Comment on se prépare ? Je ne sais pas en fait, de toute façon, il faut un mental d’acier pour faire ce métier et en même temps il faut une grande sensibilité pour transmettre des émotions et interpréter des rôles.
Il faut aussi une force surhumaine, surtout pour le seul en scène parce que c’est physique quand même, c’est une vraie performance. Je vais arrêter, je crois, de manger tous ces chocolats, je vais essayer de courir un peu sur les bords de Seine. Avignon est très éprouvant parce qu’on joue sans relâche quasiment, parce qu’il fait chaud et puis on a le trac, même si on est connus. Il y a 2000 spectacles, c’est un truc de fou, il faut attirer les gens, il faut aller les chercher. Alors moi, ça ne me dérange pas, contrairement à d’autres comédiens qui trouvent ça dégradant, parce que j’aime aller à la rencontre de spectateurs ; discuter avec eux, m’inviter aux terrasses de café avec des gens, ça me fait marrer.

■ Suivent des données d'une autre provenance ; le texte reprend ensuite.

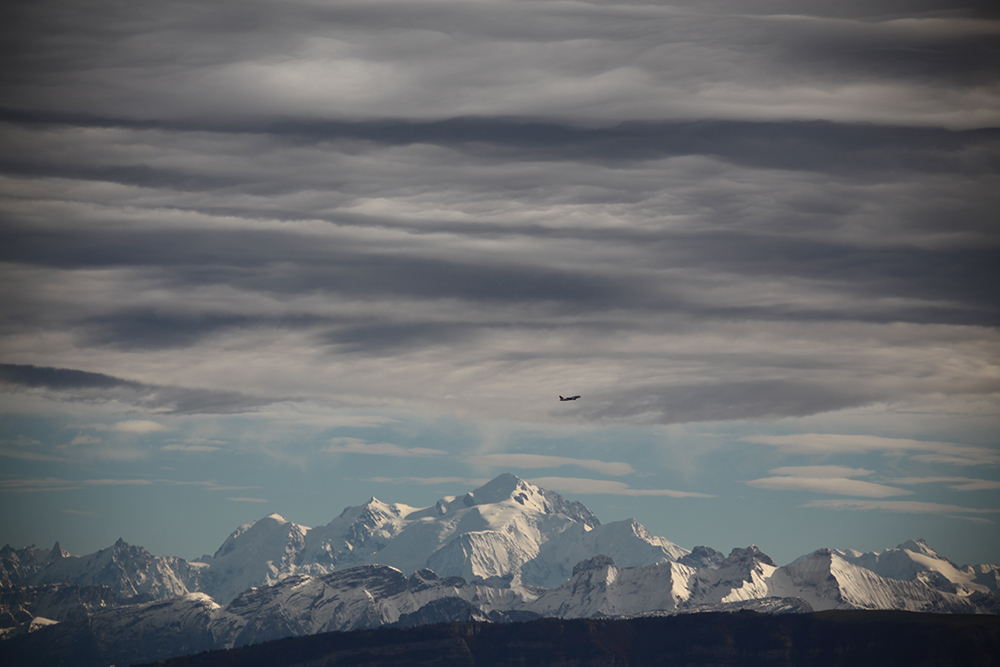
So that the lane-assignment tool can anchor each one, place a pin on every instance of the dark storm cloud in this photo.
(836, 148)
(957, 285)
(142, 328)
(467, 193)
(76, 385)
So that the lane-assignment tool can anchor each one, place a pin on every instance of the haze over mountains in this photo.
(506, 551)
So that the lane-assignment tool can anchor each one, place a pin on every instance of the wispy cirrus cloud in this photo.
(841, 486)
(610, 487)
(953, 483)
(359, 446)
(826, 479)
(929, 451)
(520, 460)
(189, 448)
(902, 506)
(430, 481)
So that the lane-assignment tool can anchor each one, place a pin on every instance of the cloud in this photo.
(954, 483)
(821, 471)
(139, 426)
(837, 485)
(430, 481)
(903, 506)
(516, 460)
(357, 446)
(826, 444)
(32, 485)
(189, 448)
(85, 386)
(592, 486)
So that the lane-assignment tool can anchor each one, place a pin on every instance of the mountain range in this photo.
(507, 551)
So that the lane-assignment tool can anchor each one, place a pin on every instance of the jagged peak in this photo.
(752, 552)
(598, 562)
(918, 546)
(500, 488)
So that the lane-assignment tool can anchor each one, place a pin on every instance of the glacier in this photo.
(508, 550)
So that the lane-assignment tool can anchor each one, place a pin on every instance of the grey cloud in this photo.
(76, 385)
(727, 400)
(840, 148)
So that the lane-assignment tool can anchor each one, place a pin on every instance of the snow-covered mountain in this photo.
(505, 528)
(129, 571)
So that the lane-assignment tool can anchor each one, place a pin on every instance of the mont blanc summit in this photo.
(506, 527)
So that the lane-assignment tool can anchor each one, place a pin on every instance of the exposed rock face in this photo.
(480, 556)
(742, 639)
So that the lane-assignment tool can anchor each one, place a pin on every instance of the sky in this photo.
(264, 256)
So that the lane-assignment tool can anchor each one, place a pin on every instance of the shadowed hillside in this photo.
(746, 639)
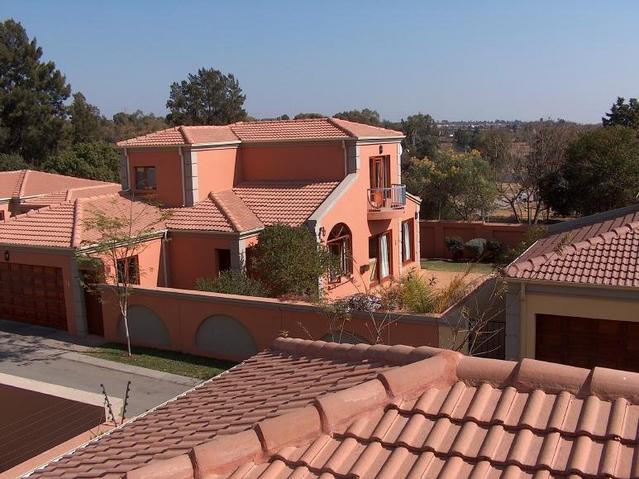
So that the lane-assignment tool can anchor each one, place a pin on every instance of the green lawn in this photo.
(456, 267)
(167, 361)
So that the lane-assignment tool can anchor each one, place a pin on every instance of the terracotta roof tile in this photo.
(61, 225)
(221, 211)
(28, 183)
(413, 412)
(256, 131)
(288, 202)
(602, 252)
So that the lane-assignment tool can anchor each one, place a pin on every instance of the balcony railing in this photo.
(387, 198)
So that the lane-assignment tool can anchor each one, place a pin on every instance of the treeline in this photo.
(537, 170)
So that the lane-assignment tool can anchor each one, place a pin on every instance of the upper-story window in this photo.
(380, 171)
(145, 178)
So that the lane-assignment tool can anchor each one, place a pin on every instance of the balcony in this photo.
(386, 203)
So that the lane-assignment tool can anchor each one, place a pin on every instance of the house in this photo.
(40, 277)
(222, 185)
(305, 409)
(573, 296)
(25, 190)
(340, 179)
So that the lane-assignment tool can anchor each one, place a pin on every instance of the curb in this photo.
(125, 368)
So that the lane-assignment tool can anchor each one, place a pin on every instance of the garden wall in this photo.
(432, 234)
(236, 327)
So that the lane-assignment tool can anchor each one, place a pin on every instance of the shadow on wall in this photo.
(145, 328)
(225, 337)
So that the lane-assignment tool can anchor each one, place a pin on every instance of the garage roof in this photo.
(63, 225)
(314, 409)
(30, 183)
(600, 249)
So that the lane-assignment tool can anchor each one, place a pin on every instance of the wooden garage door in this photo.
(32, 294)
(587, 342)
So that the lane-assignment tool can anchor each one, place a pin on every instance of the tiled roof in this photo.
(309, 409)
(602, 249)
(361, 130)
(26, 183)
(288, 202)
(256, 131)
(63, 225)
(221, 211)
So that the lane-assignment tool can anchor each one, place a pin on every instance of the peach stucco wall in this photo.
(352, 209)
(217, 170)
(55, 259)
(182, 313)
(192, 256)
(149, 256)
(168, 172)
(293, 161)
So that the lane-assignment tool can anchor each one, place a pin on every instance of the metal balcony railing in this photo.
(387, 198)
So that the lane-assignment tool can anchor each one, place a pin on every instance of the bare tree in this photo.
(117, 232)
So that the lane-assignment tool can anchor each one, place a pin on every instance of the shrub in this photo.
(475, 248)
(290, 261)
(233, 282)
(417, 295)
(455, 246)
(494, 249)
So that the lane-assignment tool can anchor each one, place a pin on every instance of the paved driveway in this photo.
(43, 354)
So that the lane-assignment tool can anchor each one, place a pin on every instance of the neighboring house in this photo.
(223, 185)
(40, 280)
(25, 190)
(340, 179)
(573, 296)
(305, 409)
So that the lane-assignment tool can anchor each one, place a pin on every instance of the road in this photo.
(38, 353)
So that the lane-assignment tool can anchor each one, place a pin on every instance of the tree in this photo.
(10, 162)
(601, 172)
(95, 161)
(453, 185)
(86, 121)
(208, 97)
(421, 136)
(308, 116)
(129, 125)
(623, 114)
(122, 229)
(525, 172)
(32, 97)
(289, 260)
(366, 116)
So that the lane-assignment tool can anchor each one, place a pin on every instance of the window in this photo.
(145, 178)
(379, 248)
(128, 269)
(339, 244)
(407, 241)
(223, 260)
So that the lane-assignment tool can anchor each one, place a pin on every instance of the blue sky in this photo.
(457, 60)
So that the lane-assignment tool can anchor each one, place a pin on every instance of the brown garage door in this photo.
(587, 342)
(32, 294)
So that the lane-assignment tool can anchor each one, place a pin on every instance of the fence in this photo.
(432, 234)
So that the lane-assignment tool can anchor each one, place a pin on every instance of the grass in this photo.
(456, 267)
(166, 361)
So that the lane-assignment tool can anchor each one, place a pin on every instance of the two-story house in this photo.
(340, 179)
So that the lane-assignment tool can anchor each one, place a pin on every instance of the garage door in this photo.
(32, 294)
(587, 342)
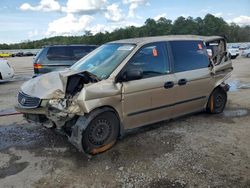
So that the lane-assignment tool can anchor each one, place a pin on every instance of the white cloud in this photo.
(44, 5)
(134, 4)
(159, 16)
(85, 6)
(114, 13)
(219, 14)
(33, 33)
(69, 25)
(241, 20)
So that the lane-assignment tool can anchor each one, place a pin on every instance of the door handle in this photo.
(182, 82)
(168, 85)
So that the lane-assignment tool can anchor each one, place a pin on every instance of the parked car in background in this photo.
(234, 52)
(59, 57)
(6, 71)
(127, 84)
(246, 52)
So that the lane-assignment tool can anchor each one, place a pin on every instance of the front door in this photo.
(148, 100)
(191, 68)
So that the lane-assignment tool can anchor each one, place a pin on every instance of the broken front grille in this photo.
(28, 101)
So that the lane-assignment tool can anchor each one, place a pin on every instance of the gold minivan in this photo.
(129, 83)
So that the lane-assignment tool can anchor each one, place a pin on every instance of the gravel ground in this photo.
(199, 150)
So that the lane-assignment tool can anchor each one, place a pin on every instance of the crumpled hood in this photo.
(47, 86)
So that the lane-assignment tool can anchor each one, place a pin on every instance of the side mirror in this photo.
(133, 74)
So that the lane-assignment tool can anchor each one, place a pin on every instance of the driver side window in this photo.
(151, 59)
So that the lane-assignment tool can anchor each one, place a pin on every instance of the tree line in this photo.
(209, 25)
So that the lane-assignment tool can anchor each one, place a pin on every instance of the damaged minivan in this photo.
(129, 83)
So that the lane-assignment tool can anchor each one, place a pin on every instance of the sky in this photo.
(22, 20)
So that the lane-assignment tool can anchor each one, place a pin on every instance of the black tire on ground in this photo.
(217, 101)
(101, 133)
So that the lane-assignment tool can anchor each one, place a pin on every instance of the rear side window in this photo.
(189, 55)
(151, 59)
(68, 52)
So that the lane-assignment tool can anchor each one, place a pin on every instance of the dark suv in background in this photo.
(59, 57)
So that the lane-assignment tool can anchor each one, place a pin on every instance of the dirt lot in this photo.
(199, 150)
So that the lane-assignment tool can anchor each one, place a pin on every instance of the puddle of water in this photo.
(17, 136)
(235, 113)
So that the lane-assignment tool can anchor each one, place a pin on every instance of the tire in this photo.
(101, 133)
(217, 101)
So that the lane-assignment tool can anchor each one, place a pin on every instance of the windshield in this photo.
(103, 61)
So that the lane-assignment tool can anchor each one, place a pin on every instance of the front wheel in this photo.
(217, 101)
(101, 133)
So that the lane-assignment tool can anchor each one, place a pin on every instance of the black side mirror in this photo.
(133, 74)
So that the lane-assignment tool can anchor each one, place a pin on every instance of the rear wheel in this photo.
(217, 101)
(101, 133)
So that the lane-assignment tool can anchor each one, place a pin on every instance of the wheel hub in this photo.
(100, 132)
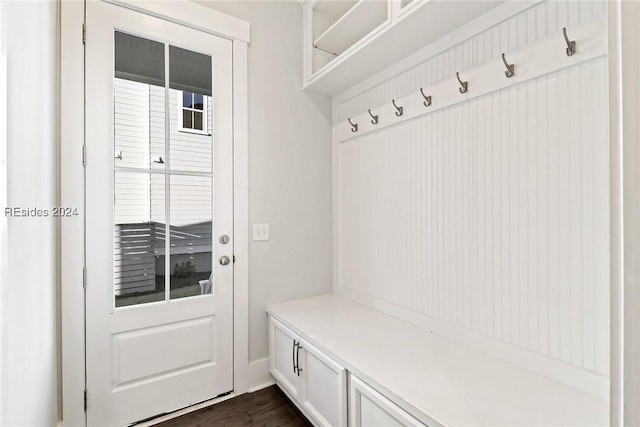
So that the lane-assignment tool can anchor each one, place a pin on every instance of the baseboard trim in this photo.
(258, 375)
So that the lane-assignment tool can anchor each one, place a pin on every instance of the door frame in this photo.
(72, 230)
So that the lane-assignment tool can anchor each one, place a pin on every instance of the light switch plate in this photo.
(260, 232)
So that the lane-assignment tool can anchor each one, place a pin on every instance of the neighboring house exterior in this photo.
(139, 205)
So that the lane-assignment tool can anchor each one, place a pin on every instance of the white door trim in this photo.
(72, 188)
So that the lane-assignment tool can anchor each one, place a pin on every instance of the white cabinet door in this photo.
(368, 408)
(284, 355)
(324, 387)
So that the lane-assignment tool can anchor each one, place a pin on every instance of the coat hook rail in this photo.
(375, 118)
(464, 86)
(400, 110)
(571, 45)
(427, 99)
(510, 68)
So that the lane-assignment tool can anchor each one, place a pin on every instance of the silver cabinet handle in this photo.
(298, 358)
(293, 356)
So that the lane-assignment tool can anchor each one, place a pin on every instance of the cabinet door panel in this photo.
(324, 387)
(282, 357)
(368, 408)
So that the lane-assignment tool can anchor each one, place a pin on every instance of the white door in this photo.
(159, 220)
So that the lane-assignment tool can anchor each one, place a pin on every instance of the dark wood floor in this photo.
(265, 408)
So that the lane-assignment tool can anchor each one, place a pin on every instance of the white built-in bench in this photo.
(345, 364)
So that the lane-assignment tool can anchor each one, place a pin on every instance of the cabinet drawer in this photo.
(368, 408)
(283, 357)
(324, 388)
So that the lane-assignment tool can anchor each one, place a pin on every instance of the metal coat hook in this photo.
(400, 109)
(464, 86)
(375, 118)
(510, 68)
(571, 45)
(427, 99)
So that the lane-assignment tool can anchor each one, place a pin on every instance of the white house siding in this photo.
(139, 213)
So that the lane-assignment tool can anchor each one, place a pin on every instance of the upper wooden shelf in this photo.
(356, 23)
(362, 55)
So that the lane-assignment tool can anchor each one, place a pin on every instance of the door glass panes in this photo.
(138, 238)
(191, 235)
(139, 102)
(150, 171)
(192, 111)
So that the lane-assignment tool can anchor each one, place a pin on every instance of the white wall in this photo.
(489, 220)
(29, 370)
(289, 166)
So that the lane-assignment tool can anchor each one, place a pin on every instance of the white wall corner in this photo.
(259, 376)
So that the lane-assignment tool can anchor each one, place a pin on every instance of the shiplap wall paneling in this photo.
(491, 216)
(535, 23)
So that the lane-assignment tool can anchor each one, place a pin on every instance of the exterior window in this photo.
(194, 112)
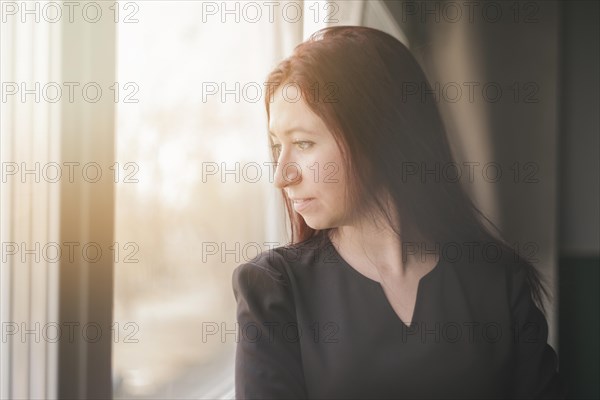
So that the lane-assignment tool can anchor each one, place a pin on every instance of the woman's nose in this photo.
(287, 173)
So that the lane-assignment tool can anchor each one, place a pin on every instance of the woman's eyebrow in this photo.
(289, 131)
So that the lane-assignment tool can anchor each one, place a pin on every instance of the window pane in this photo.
(181, 225)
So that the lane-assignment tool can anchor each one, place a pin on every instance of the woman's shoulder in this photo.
(279, 263)
(488, 267)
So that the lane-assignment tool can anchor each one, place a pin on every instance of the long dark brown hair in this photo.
(354, 78)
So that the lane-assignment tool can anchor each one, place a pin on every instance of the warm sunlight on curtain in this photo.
(196, 197)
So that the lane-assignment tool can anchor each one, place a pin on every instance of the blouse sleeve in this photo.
(536, 373)
(267, 362)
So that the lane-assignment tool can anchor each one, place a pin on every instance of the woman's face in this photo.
(310, 166)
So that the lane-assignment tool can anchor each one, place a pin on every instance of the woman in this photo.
(392, 286)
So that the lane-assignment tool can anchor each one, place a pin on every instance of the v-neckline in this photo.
(381, 290)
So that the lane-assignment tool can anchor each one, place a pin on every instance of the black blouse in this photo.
(311, 326)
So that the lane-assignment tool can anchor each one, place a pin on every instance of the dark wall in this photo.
(559, 51)
(579, 217)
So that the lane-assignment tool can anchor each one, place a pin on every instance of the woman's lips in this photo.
(302, 204)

On s’amuse beaucoup à Avignon, on y voit beaucoup d’amis, moi j’y vais avec mes filles, elles voient plein de spectacles, c’est une ouverture d’esprit, Avignon, c’est des leçons aussi parce qu’on voit parfois des pièces qui nous subjuguent donc on apprend beaucoup, c’est génial, c’est un gros bouillon de culture avec plein de gens, plein de rencontres.
Avignon reste-il toujours un passage obligé malgré votre notoriété ?
S.F : Non, je ne pense pas, c’est un choix. I y a des gens qui s’en sortent très bien sans le faire. Il y a plein de façons de faire ce métier. Il y a des comédiens par exemple qui ne jouent qu’en Province, qui sont très connus dans leur région et qui fonctionnent très bien.
Il y a des gens qui ne font que le « off », mais c’est génial le « off », il y a des pépites, des créations incroyables, c’est génial, il faut aller voir tous ces spectacles. Moi j’adore Avignon.
Ma dernière question s’adresse à notre « bonne fée » : qu’aimeriez-vous dire à nos festivaliers et à nos bénévoles ?
S.F : J’aimerais dire que le festival dure le plus longtemps possible, on est dans une époque où on nous enlève tout un tas de subventions, c’est de plus en plus difficile notre métier, il n’y a plus de budget, il y a de plus en plus de festivals qui disparaissent alors je souhaite que le vôtre dure toujours !
Bravo pour votre organisation ! Les festivals, c’est super, ça rassemble ! J’ai hâte !
Interview Virginie Doriot
Bénévole au Festival de théâtre en Val de Luynes.